October 08, 2015
Area(s) of Interest: Access to Care Advocacy Public Health
Save Lives California—a broad coalition of physicians, patients, taxpayers and health care workers—has filed an initiative with the Attorney General’s office that would increase California’s tax on cigarettes by $2 per pack.
Through the California Healthcare, Research and Prevention Tobacco Tax Act of 2016, the Save Lives California coalition aims to reduce the death toll—and associated health costs—caused by smoking, while generating some much-needed funds to help improve a variety of the state’s health care programs.
“The initiative filed today will benefit Californians by reducing smoking rates and long-term health care costs,” said Luther F. Cobb, M.D., president of the California Medical Association, a member of the coalition. “Smoking is the number one cause of preventable death in California, killing more people than car accidents, suicide, alcohol, illegal drugs and AIDS combined. What’s more, this initiative will help find cures for cancer, heart disease and other smoking-related illnesses that we see far too much of.”
The coalition has received major funding from successful businessperson and philanthropist Tom Steyer. Steyer, who has built a reputation for himself as a generous donor, called on Californians to join him in “standing up” to Big Tobacco.
“These companies profit from a product that kills millions of people around the world every year and is the leading cause of preventable death in California,” Steyer said. “We have a moral obligation to increase the tobacco tax because it will save lives and money by encouraging smokers to quit, and by preventing young people from ever becoming addicted.”
Ninety percent of smokers start as teens, according to studies from the National Survey on Drug Use and Health.
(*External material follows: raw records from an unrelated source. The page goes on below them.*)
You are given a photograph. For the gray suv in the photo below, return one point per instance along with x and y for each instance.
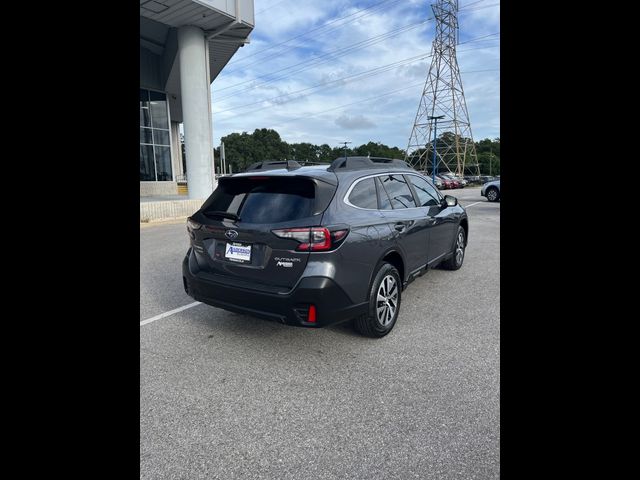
(312, 246)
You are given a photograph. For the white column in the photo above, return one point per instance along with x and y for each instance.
(196, 98)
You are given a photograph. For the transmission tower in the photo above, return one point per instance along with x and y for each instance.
(443, 96)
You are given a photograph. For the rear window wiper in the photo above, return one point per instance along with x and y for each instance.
(218, 213)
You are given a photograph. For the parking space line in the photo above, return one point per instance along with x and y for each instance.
(170, 312)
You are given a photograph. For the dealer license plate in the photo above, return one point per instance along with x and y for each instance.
(237, 252)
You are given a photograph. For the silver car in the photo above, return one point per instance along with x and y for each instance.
(491, 190)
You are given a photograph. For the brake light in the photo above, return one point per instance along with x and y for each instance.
(314, 239)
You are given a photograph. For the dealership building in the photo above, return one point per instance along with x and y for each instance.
(184, 45)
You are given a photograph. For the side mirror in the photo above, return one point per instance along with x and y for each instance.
(450, 201)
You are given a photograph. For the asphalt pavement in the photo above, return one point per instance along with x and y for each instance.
(226, 396)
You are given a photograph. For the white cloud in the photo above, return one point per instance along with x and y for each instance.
(354, 122)
(305, 117)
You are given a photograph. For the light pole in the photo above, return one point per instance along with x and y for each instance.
(435, 136)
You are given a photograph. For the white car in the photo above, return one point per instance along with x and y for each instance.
(491, 190)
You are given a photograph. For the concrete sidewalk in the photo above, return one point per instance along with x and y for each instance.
(166, 207)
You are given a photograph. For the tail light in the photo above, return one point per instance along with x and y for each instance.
(313, 239)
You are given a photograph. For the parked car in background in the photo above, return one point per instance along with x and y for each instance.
(487, 178)
(456, 183)
(312, 246)
(491, 190)
(446, 183)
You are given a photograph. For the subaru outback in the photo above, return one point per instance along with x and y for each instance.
(317, 245)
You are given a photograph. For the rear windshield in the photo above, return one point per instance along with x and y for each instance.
(263, 200)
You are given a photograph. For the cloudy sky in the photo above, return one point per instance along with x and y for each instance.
(352, 70)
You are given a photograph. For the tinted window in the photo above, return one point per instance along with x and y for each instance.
(263, 201)
(363, 194)
(427, 195)
(398, 190)
(385, 201)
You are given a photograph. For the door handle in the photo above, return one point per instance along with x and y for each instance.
(400, 226)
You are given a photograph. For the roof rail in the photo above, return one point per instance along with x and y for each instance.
(273, 165)
(360, 163)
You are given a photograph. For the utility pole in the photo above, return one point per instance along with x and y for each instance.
(345, 149)
(434, 170)
(223, 160)
(443, 95)
(490, 160)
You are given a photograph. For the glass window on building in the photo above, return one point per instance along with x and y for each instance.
(155, 150)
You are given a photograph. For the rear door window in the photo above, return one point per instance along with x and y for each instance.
(363, 194)
(428, 196)
(398, 191)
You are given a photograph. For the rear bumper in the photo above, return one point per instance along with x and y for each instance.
(332, 304)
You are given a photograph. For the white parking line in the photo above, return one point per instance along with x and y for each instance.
(166, 314)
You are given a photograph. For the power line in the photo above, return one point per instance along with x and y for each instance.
(279, 53)
(233, 94)
(376, 97)
(360, 75)
(271, 6)
(332, 54)
(313, 30)
(479, 38)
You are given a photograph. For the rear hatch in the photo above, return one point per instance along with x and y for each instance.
(233, 233)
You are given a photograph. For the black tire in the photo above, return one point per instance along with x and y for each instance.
(493, 194)
(459, 246)
(368, 324)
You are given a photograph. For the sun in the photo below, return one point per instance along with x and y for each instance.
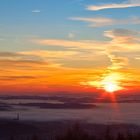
(111, 87)
(111, 83)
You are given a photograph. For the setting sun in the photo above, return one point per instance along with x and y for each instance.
(111, 87)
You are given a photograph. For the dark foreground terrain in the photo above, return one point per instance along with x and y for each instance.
(66, 130)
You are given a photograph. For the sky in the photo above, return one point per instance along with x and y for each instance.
(69, 46)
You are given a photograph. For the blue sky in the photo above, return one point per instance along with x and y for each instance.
(57, 44)
(18, 18)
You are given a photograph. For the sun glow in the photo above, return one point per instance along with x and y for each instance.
(111, 82)
(111, 87)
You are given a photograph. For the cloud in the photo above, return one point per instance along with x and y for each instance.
(126, 4)
(36, 11)
(7, 78)
(81, 44)
(102, 21)
(126, 39)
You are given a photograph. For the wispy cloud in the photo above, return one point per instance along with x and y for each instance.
(102, 21)
(36, 11)
(126, 4)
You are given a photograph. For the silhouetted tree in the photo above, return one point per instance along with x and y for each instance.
(35, 137)
(120, 137)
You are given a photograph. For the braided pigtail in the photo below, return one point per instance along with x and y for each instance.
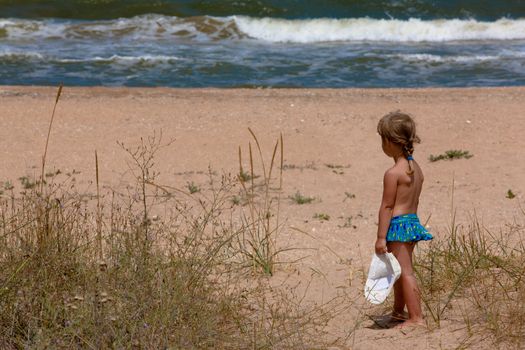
(400, 128)
(408, 149)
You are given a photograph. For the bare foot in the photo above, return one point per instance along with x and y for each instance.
(411, 324)
(398, 317)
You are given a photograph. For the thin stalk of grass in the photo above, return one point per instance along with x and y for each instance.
(59, 92)
(99, 213)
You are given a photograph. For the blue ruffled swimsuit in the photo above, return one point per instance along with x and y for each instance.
(407, 228)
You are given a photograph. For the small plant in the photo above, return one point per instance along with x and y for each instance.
(236, 200)
(298, 198)
(348, 195)
(349, 223)
(450, 155)
(8, 185)
(193, 188)
(510, 194)
(334, 166)
(322, 216)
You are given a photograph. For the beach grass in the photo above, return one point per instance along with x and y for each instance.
(151, 267)
(450, 155)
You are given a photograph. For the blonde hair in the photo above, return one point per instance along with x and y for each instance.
(400, 128)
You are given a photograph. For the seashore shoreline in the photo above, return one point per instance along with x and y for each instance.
(320, 127)
(332, 153)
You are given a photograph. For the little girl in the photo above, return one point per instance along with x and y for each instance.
(399, 227)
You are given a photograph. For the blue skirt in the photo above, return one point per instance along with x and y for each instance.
(407, 228)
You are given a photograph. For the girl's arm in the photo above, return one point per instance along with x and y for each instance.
(385, 210)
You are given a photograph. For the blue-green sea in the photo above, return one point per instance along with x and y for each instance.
(262, 43)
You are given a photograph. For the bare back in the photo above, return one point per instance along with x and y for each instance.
(408, 188)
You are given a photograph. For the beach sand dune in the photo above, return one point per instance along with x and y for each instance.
(332, 152)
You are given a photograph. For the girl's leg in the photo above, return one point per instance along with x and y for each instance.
(403, 253)
(399, 299)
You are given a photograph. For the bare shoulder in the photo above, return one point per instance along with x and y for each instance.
(392, 173)
(419, 170)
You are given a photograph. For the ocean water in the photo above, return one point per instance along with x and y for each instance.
(262, 43)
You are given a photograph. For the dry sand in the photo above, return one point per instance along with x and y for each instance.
(331, 150)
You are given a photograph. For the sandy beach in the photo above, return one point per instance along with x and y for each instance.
(331, 152)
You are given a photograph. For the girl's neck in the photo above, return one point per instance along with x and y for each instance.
(398, 156)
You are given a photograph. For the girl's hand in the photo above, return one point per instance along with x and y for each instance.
(381, 246)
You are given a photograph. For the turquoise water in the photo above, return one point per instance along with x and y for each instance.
(330, 43)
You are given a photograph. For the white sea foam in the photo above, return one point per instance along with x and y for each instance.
(146, 27)
(153, 27)
(8, 54)
(367, 29)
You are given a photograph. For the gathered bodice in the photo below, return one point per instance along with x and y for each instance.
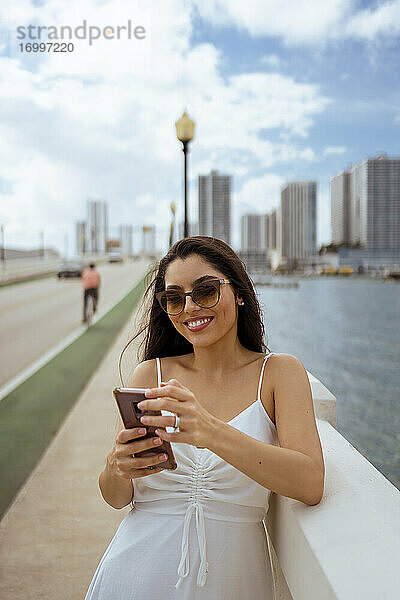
(206, 485)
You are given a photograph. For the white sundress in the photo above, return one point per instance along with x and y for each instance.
(194, 533)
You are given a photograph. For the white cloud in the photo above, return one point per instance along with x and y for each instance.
(334, 150)
(271, 60)
(304, 21)
(100, 121)
(368, 24)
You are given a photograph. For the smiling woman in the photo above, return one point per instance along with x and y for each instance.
(237, 436)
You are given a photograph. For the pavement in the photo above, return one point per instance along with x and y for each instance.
(56, 530)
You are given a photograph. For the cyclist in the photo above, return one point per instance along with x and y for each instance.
(91, 283)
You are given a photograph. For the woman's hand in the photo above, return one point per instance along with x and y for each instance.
(195, 422)
(122, 462)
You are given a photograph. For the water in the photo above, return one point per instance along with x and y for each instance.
(347, 333)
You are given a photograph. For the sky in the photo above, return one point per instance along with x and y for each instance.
(279, 90)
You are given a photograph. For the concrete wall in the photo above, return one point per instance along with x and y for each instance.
(348, 545)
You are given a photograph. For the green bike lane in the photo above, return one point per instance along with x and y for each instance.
(32, 413)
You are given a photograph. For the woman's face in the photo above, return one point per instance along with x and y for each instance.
(183, 273)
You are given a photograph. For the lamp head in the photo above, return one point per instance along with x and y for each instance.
(185, 128)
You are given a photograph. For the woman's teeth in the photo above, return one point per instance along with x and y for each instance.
(201, 323)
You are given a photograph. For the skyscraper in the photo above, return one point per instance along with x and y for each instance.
(80, 237)
(269, 226)
(372, 204)
(340, 208)
(298, 220)
(215, 206)
(125, 235)
(251, 232)
(97, 225)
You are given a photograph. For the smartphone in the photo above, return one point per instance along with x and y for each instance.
(127, 401)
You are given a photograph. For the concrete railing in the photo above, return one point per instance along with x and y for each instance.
(347, 546)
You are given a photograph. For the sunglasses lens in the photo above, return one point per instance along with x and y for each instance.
(206, 294)
(172, 302)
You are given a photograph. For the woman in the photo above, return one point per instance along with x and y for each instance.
(196, 532)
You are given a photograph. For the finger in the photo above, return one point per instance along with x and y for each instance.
(125, 435)
(161, 421)
(170, 389)
(167, 403)
(144, 472)
(140, 445)
(173, 382)
(149, 460)
(171, 437)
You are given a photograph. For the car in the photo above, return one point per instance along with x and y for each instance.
(70, 268)
(115, 255)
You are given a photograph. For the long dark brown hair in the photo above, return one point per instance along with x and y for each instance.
(161, 338)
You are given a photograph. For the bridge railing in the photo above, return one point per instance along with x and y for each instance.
(347, 546)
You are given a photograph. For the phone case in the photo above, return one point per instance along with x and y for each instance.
(127, 400)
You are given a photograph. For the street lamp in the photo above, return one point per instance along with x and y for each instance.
(185, 133)
(171, 229)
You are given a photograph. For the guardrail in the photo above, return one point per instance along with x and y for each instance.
(347, 546)
(18, 269)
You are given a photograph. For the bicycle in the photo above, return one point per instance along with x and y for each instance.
(89, 310)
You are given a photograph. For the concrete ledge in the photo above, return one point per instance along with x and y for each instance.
(347, 546)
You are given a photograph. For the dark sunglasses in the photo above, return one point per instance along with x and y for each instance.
(205, 295)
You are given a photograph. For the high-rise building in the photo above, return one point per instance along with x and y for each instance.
(215, 206)
(251, 232)
(269, 228)
(125, 235)
(298, 218)
(97, 225)
(80, 237)
(148, 239)
(340, 208)
(372, 201)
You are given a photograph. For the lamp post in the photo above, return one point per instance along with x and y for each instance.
(185, 133)
(171, 229)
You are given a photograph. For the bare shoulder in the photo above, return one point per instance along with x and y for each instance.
(283, 364)
(294, 408)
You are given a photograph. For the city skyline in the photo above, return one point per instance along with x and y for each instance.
(276, 97)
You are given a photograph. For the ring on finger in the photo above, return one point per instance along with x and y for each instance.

In California, about half of the 21,000 youths who become addicted to smoking every year will die from a tobacco-related illness.
The Save Lives California initiative seeks to reduce those numbers by implementing a needed $2 tax increase on cigarette packs—a concept that’s already gained an overwhelming number of supporters across political party lines. A Field Poll released in August showed two-thirds of those surveyed support such a measure.
Currently, California’s cigarette tax is among the lowest in the nation, at 87 cents per pack. California is also the only state in the country, besides Missouri, that hasn’t raised its cigarette tax in the past 17 years.
“Reducing smoking saves lives and health costs, plain and simple,” said Olivia (Gertz) Diaz-Laphm, president and CEO of the American Lung Association in California, which is also a member of Save Lives California.